The Berlin Wall Ten Years Later

Steven Hayward

November 1, 1999

Ten years ago this week the Berlin Wall started to come down, and it was immediately evident that the Communist empire would come down with it. A few years before the Berlin Wall went up in 1961, the Russian writer Ilya Ehrenburg offered what would become a fitting epitaph for Communist tyranny: “If the whole world were to be covered with asphalt, one day a crack would appear in that asphalt; and in that crack, grass would grow.” The crack in the Wall in 1989 proved to be the fatal fissure.

When President Ronald Reagan went to Berlin in 1987 and said “Mr. Gorbachev, tear down this wall” (a line his foreign policy advisers tried several times to delete from his speech), most observers thought, “There he goes again.” Reagan had predicted back in 1983 that it would be Communism, not western democracy, that would end up on the ash heap of history. Almost no one thought the beginning of the end would come before the decade was over. How did Reagan know?

One other modern statesman predicted the demise of Communism before the century’s end—Winston Churchill. In the mid-1950s, when Churchill was Prime Minister for the second time, he told a young aide that if he lived his normal span of life he would surely see Eastern Europe free from Communism. How did Churchill know?

Reagan and Churchill came their assurance about the fate of Communism by the simple recognition that a social system so wholly unnatural could not long endure, even with the powerful scientific props of modern tyranny. The Berlin Wall was the ultimate artifact of this unnatural system: unlike the Great Wall of China or other bastions, the Berlin Wall was the first bulwark intended to keep people in instead of out. Reagan had noticed the significance of this back in the early 1960s, and his resolve was bolstered by a visit he made to East Berlin before he was president, during which, his traveling companions said, Reagan shook with rage at the tyranny he saw first hand. He resolved that “We must do something to free these people.”

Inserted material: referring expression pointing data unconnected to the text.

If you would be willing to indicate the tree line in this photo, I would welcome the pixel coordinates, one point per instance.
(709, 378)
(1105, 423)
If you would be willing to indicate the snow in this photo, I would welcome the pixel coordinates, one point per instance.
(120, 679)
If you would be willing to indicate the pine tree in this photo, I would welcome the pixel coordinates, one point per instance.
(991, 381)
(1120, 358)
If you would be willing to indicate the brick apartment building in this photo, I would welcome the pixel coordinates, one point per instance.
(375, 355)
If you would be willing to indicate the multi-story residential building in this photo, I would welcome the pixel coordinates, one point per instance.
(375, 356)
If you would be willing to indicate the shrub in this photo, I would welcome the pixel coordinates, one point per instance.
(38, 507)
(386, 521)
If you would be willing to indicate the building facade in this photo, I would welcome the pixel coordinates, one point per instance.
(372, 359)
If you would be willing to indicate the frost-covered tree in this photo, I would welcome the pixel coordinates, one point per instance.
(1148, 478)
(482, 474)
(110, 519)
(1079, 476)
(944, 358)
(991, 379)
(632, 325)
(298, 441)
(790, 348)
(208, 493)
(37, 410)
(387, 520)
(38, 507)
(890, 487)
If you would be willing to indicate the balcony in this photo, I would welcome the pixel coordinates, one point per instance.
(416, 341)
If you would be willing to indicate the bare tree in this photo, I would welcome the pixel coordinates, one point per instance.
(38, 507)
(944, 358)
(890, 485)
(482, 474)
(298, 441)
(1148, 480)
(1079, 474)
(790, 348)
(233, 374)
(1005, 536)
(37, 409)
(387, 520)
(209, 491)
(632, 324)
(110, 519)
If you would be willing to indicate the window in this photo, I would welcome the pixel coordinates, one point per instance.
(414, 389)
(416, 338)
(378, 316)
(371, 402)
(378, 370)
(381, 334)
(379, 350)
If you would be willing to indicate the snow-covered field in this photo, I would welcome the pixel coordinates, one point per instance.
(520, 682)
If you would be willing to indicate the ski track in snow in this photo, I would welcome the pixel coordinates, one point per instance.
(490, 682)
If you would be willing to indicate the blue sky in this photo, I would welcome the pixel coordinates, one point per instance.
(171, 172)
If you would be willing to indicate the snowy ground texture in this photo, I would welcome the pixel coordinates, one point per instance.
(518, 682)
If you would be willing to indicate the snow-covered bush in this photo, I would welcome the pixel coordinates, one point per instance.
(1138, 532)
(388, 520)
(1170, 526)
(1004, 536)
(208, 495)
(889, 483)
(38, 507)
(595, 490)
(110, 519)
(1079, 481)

As Churchill contemplated at the end of World War II the division of Europe that would necessarily come with Soviet occupation of the East, he remarked to Charles de Gaulle that while the Soviets were a hungry wolf now, “after the meal come the digestion period,” and that the Soviet Union would not be able to digest the peoples of Eastern Europe. Sure enough, every few years, like a burp of indigestion, a part of Eastern Europe would flare up and require to be put down forcibly—Hungary in 1956; Czechoslovakia in 1968; Poland in 1981.

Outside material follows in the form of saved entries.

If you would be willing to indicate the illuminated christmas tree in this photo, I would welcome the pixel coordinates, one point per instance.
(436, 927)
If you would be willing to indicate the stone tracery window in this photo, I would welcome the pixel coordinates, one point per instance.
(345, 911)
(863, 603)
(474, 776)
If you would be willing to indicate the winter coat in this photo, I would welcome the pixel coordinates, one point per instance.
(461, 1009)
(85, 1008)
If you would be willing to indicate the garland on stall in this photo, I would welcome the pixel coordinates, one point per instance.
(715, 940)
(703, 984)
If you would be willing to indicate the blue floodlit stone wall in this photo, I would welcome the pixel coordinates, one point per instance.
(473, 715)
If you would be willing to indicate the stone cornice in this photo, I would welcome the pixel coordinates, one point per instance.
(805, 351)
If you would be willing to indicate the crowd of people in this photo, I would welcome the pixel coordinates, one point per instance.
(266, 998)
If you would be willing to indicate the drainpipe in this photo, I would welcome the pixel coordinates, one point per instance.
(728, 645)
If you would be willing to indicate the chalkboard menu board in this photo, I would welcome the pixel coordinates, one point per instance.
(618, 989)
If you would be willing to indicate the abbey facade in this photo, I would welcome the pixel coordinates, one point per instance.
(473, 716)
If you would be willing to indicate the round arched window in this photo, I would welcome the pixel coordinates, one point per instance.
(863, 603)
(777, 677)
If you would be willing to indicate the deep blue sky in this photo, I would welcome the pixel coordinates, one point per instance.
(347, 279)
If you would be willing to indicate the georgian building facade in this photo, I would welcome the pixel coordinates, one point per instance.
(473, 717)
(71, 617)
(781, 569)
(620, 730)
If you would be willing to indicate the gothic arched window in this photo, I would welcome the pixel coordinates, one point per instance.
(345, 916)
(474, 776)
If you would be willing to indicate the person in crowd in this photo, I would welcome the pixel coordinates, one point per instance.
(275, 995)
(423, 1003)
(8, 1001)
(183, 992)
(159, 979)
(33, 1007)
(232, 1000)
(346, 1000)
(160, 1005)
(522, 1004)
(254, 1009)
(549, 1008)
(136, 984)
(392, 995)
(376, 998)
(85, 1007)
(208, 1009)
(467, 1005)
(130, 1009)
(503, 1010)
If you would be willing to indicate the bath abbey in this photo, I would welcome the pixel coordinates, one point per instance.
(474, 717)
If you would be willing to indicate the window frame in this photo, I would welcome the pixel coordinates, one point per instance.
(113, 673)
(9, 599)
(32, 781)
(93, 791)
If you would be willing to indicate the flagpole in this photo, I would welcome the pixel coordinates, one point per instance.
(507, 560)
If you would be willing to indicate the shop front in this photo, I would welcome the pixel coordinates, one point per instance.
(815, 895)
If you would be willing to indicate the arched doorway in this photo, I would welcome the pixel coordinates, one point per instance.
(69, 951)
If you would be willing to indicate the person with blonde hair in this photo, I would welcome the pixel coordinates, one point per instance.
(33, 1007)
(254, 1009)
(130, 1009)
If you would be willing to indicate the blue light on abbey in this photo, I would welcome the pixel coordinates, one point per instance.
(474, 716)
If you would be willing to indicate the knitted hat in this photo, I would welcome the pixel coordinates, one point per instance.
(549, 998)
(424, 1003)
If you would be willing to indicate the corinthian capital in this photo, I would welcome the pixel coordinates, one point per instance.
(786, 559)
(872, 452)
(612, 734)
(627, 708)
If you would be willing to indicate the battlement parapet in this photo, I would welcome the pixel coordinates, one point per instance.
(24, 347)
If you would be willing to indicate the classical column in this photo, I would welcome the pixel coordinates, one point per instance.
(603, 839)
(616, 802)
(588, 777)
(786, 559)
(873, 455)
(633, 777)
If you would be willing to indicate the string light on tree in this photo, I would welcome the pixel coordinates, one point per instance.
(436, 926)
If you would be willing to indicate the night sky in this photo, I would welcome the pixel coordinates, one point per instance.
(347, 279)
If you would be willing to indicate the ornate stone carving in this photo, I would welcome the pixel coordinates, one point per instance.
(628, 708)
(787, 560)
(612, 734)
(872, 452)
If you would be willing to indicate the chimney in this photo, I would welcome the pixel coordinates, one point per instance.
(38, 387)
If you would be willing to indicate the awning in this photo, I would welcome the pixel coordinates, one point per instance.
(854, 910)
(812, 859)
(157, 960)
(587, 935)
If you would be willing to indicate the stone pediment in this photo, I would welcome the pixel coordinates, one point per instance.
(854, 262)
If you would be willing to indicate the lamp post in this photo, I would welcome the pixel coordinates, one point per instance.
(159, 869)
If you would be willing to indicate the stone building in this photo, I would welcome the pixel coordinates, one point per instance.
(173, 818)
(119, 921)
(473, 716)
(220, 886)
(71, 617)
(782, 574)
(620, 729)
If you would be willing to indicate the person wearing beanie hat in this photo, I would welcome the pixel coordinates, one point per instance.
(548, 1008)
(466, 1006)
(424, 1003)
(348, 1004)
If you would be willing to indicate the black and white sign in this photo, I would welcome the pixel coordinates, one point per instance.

By early 1989 it was time for another period of Eastern European indigestion. It was no longer possible for the Soviet Union to check the desire of Eastern Europeans to be free. A military crackdown would have made a hash of Gorbachev’s program of glasnost (“openness”) and perestroika (“restructuring”) and ruined Soviet-American relations at a crucial time.

The beginning of the end started in Hungary. After Solidarity had swept an election in Poland, reformers within the Hungarian ruling Communist party pushed for a genuine multi-party election there as well. A divided Communist party was unable to blunt the momentum for a process that it knew was likely to be its death sentence. But reformers knew that they faced great hazards during the transitional phase, and they feared that another 1956-style military crackdown might be in store, perhaps from East Germany (whose Stalinist leadership never did sympathize with Gorbachev’s program) if not the Soviet Union.

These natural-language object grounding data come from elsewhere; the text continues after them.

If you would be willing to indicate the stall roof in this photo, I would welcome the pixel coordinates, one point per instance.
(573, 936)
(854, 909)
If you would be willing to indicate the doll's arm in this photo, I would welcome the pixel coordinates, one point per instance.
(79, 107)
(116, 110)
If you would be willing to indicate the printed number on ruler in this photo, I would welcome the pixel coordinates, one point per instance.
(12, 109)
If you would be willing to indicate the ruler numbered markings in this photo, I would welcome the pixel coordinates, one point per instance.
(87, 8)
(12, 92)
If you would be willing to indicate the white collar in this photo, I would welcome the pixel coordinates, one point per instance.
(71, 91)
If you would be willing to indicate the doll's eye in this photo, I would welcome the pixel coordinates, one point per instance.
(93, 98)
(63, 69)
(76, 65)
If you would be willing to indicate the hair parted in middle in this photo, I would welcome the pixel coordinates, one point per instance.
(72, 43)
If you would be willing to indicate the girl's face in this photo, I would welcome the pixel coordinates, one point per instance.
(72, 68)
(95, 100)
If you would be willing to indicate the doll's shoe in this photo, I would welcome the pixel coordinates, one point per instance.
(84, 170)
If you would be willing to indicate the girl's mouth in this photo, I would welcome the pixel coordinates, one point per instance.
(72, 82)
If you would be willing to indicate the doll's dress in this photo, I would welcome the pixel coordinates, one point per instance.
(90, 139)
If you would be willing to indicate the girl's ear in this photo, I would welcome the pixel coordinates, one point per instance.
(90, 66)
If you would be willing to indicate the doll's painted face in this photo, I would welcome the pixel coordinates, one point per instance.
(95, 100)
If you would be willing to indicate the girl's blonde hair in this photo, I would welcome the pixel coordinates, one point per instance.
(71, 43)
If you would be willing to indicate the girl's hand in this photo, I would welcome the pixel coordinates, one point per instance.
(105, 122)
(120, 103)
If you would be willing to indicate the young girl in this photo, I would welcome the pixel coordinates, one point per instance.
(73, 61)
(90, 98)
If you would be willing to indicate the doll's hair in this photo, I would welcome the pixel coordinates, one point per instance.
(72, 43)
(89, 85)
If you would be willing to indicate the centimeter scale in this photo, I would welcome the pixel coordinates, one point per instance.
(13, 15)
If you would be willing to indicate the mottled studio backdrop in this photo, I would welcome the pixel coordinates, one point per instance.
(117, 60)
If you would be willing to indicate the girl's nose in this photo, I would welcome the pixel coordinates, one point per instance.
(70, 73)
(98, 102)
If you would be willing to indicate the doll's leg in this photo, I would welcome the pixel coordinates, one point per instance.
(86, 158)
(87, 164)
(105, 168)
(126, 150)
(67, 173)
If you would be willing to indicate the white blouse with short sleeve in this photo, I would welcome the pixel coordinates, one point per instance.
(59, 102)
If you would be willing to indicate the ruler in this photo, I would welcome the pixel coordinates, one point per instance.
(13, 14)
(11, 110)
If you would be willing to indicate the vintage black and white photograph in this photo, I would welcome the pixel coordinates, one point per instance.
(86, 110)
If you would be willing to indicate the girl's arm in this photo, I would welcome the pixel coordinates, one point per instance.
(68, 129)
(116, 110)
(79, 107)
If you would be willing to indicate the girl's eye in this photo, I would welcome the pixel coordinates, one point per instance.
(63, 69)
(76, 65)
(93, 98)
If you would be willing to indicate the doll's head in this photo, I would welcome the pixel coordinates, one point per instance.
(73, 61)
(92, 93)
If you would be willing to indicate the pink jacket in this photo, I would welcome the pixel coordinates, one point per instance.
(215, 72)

So the Hungarians decided on a bold stroke. They opened their border with Austria, and stopped detaining East Germans who transited through Hungary en route to Austria. A back door around the Berlin Wall had opened up, and thousands were pouring through. The Hungarians did not inform the Soviet Union or East Germany in advance. “We were pretty sure,” Hungarian reformer Imre Pozsgay said later, “that if hundreds of thousands of East Germans went to the West, the East German regime would fall, and in that case Czechoslovakia was also out.”

They were right. Throughout the fall protests in East German cities were growing, reaching a climax on November 4, when a million people took to the streets of East Berlin. East Germany’s aging tyrant, Erich Honecker, had stepped down in October, but it was too late. His successors bowed to the inevitable on November 9, and announced the opening of the borders to the West. Within hours thousands of Germans from both sides of the Berlin divide descended on the Wall with picks and hammers. “We did not suspect,” the East German foreign minister wrote, “that the opening of the Wall was the beginning of the end of the Republic.” He was clearly oblivious to Ehrenburg’s prophecy that once a blade of grass poked through the concrete, the Wall would come tumbling down.

Steven Hayward is senior fellow at the Pacific Research Institute, and an adjunct fellow of the Ashbrook Center at Ashland University.